Learning to Be Free
There is something magical about creating a democratic school.
What if everything we force children to learn passively, they were able to learn it through their own natural impulses?
What if they were able to learn everything they needed to flourish by freely exploring their interests?
This has been going on for decades in schools that are still very confidential or not well understood. Children learn to read, write, count, and know what they are made for, at any age between 3 and 18. When they want, when they are ready. No predefined curriculum… because in the end, it’s not about what they learn, but who they become.
I was so inspired by this that I used it as a starting point to rethink school.
Learning to be free.
So with my compulsive idealism and optimism, I set out to open a democratic school.

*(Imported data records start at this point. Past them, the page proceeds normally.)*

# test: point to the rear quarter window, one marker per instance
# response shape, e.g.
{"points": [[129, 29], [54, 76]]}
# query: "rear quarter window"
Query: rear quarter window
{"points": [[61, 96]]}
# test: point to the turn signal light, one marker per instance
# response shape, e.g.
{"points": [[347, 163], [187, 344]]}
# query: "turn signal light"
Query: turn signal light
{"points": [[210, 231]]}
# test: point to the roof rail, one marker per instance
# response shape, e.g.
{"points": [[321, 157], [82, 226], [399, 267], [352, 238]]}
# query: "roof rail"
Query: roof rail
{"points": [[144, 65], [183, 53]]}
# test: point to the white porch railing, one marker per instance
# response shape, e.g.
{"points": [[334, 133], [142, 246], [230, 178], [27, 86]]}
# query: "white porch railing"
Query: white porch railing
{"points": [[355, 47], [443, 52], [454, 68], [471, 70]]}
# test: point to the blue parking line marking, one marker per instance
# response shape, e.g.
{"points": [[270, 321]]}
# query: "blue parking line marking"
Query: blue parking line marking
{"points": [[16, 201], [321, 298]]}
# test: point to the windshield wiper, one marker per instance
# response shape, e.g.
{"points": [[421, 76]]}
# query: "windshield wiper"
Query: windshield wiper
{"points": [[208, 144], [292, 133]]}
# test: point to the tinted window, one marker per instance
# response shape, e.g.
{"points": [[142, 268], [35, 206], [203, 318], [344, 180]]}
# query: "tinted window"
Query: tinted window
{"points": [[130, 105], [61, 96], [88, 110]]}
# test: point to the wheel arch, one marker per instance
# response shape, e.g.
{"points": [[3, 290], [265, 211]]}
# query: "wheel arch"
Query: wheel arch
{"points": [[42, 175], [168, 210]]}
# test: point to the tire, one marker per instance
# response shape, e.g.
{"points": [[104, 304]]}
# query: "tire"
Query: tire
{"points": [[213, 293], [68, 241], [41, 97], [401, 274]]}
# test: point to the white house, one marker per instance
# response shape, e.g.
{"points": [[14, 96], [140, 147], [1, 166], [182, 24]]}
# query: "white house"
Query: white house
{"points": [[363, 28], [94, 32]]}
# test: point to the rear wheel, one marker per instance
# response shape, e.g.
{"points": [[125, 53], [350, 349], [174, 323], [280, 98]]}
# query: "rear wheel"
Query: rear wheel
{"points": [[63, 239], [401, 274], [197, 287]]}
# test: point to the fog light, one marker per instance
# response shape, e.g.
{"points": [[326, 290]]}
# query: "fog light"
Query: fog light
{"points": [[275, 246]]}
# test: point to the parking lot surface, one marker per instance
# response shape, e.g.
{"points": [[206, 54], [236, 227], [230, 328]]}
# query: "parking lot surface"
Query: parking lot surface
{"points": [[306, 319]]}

And at first sight, opening a democratic school is SO simple. Caring adults and lots of interesting stuffs, toys, games, nice outdoors spaces, and you let children choose what they want to do, all day.
We live on a small Island in the middle of the pacific. Any trip abroad costs a lot. And when you are a young mum, it’s even more difficult to travel and go to other schools so you can get inspired, and you see the REAL reality. So even if we were in contact with two other schools in USA and in France, and with one French “expert” who was planning to come to New Caledonia. Even if we contacted Summerhill Democratics to have some insights and share their knowledge. There is still more.

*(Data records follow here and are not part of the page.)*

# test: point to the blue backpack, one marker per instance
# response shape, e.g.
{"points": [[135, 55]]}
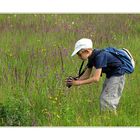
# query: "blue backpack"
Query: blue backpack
{"points": [[124, 56]]}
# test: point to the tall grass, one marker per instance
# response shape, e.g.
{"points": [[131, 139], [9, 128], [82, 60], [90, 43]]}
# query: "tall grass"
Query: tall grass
{"points": [[35, 59]]}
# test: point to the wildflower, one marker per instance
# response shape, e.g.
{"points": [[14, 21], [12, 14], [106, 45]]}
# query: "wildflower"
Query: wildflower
{"points": [[50, 97], [58, 116], [10, 55]]}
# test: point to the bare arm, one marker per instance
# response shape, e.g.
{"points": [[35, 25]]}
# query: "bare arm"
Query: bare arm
{"points": [[95, 78]]}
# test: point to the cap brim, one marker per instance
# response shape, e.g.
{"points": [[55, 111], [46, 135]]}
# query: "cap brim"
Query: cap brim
{"points": [[75, 52]]}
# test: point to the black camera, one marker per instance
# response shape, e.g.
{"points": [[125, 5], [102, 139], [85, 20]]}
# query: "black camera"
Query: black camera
{"points": [[69, 79]]}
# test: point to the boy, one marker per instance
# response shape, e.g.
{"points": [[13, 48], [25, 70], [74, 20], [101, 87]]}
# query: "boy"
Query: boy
{"points": [[104, 62]]}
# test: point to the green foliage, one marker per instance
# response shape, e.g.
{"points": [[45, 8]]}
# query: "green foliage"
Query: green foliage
{"points": [[35, 59]]}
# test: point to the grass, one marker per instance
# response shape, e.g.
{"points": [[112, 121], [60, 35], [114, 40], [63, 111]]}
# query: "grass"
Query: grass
{"points": [[32, 87]]}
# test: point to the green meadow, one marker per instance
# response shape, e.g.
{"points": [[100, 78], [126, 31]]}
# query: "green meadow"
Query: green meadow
{"points": [[35, 60]]}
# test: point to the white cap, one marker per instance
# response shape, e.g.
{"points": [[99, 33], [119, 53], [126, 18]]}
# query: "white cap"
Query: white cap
{"points": [[83, 43]]}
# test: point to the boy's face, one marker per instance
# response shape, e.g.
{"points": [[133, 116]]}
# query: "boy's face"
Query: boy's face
{"points": [[83, 54]]}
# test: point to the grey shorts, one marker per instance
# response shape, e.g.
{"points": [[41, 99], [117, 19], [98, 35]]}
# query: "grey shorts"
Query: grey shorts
{"points": [[111, 92]]}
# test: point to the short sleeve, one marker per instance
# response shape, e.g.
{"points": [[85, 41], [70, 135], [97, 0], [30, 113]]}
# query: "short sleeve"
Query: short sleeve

Here are the simple thing I’ve learned (the hard way) and nobody told me before:
Children are not ready, from one day to another, to be free to make their own choices!
Not because they are too young, just because they are not used to, in a society where children are passive in their learning, and rely on the authority of parents or other adults to make decisions for them, and regulate their relationships and emotions.
As Peter Gray (I love him), a professor of psychology at Boston University and an advocate of self-directed education, has pointed out, “Children are not born ready to be autonomous. They need a safe and supportive environment where they can learn to make decisions, face the consequences of their choices and gradually become more independent.
Opening a democratic school, or a school where children take charge of their own learning, requires a process of adaptation.